Dedekind Cut: Oh yeah! I would totally move back there. It’s super peaceful, but I think where I’m at now, New York has been super crucial to shaping what I sound like now, and just introducing me to other people and other cultures. Things get super cut off in Sacramento. But who knows, maybe I’ll move back eventually. I think it’s kind of like a mini melting pot of electronic music and punk music. That’s how you get people like Chelsea Wolfe and Death Grips, and whoever else, Trash Talk, and it’s all from this five mile radius.


You gotta put yourself in there too.


Dedekind Cut: I guess. It’s kinda cool. It’s kinda like Bristol in the U.K., with Portishead and Prodigy coming from this remote or random place.

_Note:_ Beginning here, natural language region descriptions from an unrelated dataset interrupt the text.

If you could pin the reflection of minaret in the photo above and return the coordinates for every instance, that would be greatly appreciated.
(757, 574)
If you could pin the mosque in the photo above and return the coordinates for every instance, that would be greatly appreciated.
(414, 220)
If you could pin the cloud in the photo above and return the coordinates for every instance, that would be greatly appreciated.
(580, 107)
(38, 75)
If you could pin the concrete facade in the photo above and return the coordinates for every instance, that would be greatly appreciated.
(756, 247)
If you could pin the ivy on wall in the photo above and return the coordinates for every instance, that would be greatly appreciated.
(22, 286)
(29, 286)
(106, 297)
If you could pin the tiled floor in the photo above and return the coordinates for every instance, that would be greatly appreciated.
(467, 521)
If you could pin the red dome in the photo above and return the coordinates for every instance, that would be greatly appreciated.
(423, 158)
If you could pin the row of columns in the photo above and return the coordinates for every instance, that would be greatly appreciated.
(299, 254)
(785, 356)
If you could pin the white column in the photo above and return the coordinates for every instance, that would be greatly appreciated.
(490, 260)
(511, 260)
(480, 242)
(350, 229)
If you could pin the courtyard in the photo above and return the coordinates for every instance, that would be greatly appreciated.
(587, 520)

But then everybody from Sacramento left!


Dedekind Cut: Hahaha, yeah. You know what’s funny? Nobody really listened to any of these people before they left. I remember going to a Death Grips show, and it was me and my friend Kevin, at the Press Club, and that was it. Then they went to L.A., and started playing more shows in L.A., did Low End Theory, and it sparked from there.

A lot of people leave to New York or L.A., even [DJ] Shadow. But I still love Sacramento. One of the hidden tracks on American Zen is called “Folsom Lake 04’,” and that’s Folsom lake in Roseville, and that’s the year before I graduated, and that’s where we had some crazy times. I’ve always liked the outdoors-ey, Northern California type vibe. It’s always been conducive to creativity I think, especially with all this ambient stuff I’ve been doing as of late.